Le candidat En marche propose la suppression de la taxe d'habitation pour 80% des contribuables. La mesure est censée encourager la consommation des ménages et réduire les inégalités fiscales.
Emmanuel Macron à Saint-Priest-Taurion, près de Limoges, samedi. (Pascal Lachenaud. AFP)
publié le 27 février 2017 à 19h26

La mesure se veut un geste en faveur du «pouvoir d'achat des classes moyennes et populaires», mais elle a déclenché l'ire d'à peu près toutes les associations de collectivités. Le candidat à la présidentielle Emmanuel Macron propose de supprimer la taxe d'habitation pour 80% des Français. Seraient concernés les contribuables dont le revenu fiscal de référence est inférieur à 20 000 euros, soit 4 ménages sur 5. Par exemple, un couple avec deux enfants qui gagne moins de 5 000 euros par mois ne serait plus assujetti à la taxe. Le manque à gagner – estimé à une dizaine de milliards d'euros pour les collectivités locales – serait intégralement compensé par l'Etat.

Impôt inégalitaire

La mesure serait progressivement mise en place à partir de 2018 avant d'être intégralement déployée en 2020. «Les populations concernées auraient une baisse annuelle du tiers de leur taxe jusqu'à extinction complète en 2020», a indiqué Emmanuel Macron vendredi sur RMC et BFMTV. En exonérant certains ménages de la taxe d'habitation, l'ex-ministre de l'Economie propose d'agir sur un autre levier fiscal que François Hollande. Qui a, lui, baissé quatre fois depuis 2013 le taux d'imposition sur le revenu.

Or pour Emmanuel Macron «l'impôt le plus injuste, ce n'est pas l'impôt sur le revenu». Le candidat s'en prend aux écarts d'imposition qui sont, de fait, extrêmement importants selon les villes. A titre d'exemple, la taxe d'habitation s'élevait à 1 440 euros à Argenteuil (Val d'Oise) en 2016, contre 481 euros à Paris.

La proposition de suppression partielle de la taxe d'habitation s'inscrit dans un plan plus large de réforme budgétaire défendu par le candidat. Son programme économique prévoit une réduction de 10 milliards d'euros dans le fonctionnement des collectivités locales, avec notamment la suppression de «la vingtaine de départements comprenant une métropole» et un «retour aux 35 heures pour les agents territoriaux».
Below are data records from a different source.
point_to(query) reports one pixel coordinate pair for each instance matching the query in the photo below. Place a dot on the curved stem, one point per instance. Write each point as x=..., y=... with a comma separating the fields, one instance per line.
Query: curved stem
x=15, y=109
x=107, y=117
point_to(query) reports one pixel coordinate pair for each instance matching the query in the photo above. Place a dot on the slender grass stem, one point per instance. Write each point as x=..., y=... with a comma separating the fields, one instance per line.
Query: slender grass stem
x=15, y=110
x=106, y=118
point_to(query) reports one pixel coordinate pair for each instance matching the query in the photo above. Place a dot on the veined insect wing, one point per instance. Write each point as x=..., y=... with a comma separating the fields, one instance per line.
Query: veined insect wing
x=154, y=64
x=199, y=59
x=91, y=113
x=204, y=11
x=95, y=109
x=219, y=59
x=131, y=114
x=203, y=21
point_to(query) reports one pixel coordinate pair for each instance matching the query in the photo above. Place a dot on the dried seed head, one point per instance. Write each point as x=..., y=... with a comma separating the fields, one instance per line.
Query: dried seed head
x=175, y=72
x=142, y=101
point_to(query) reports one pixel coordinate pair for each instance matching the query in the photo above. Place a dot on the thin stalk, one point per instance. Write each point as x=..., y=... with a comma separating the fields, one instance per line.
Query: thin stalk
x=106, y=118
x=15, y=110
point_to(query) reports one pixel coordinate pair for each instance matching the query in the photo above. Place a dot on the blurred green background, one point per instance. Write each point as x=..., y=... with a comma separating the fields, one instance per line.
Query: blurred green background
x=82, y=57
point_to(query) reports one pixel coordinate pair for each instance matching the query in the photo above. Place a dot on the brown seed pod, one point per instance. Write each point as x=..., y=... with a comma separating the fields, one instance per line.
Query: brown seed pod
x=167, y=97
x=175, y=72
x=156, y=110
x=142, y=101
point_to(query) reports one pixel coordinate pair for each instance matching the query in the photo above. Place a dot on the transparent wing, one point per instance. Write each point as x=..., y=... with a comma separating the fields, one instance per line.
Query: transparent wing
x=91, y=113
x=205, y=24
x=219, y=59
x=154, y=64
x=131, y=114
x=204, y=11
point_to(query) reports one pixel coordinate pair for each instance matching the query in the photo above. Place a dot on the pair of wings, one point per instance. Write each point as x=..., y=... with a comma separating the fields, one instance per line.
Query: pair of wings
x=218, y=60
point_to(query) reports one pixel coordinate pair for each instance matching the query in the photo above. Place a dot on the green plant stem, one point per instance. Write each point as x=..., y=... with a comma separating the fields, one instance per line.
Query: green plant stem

Remise en cause de la libre administration

L'annonce de Macron a en tout cas déclenché de vives réactions de la part des associations de collectivités locales. Le montant total de la taxe d'habitation s'élevait à 21,7 milliards d'euros en 2015 et l'exonération partielle amputerait les communes «de 36% de l'ensemble de leurs ressources propres», estime l'Association des maires de France (AMF) présidée par François Baroin (LR). Et la compensation par l'Etat du manque à gagner ne convainc pas, ni sur les chiffres ni sur les principes. «En privant de manière autoritaire les collectivités d'un tel montant de ressources propres, l'Etat remettrait en cause leur libre administration et leur capacité d'assurer les services publics essentiels attendus par la population, de l'école à la solidarité.»

L'association Villes de France, qui regroupe les villes moyennes, va même jusqu'à prédire que «l'existence même des services publics locaux comme les crèches, les écoles et le traitement des déchets serait remise en cause».

Perte de souveraineté

Dans un éditorial, la Gazette des Communes, hebdomadaire professionnel des collectivités, souligne que le candidat En Marche parle «d'exonération et non de dégrèvement. Or, à terme, ces compensations, qui pèsent lourd dans les comptes publics, finissent de plus en plus en dotations, dont on connaît le sort». Autrement dit, la réversion de la taxe d'habitation aux collectivités sera soumise au système de dotations et donc assujettie aux décisions politiques. Par ailleurs, les collectivités n'auraient plus la mainmise sur le montant de la taxe et se verraient coupées de la possibilité de l'augmenter. «C'est une atteinte à l'autonomie financière des collectivités garantit par la Constitution», dénonce l'AMF.

Entre baisses de dotations et aides au redressement des finances publiques, les collectivités territoriales ont essuyé une coupe claire estimée à une dizaine de milliards d'euros depuis 2014. Pour calmer leurs inquiétudes, Macron propose la signature d'un «pacte» pour négocier au cas par cas les conditions des restrictions budgétaires. Pas sûr que cela suffise.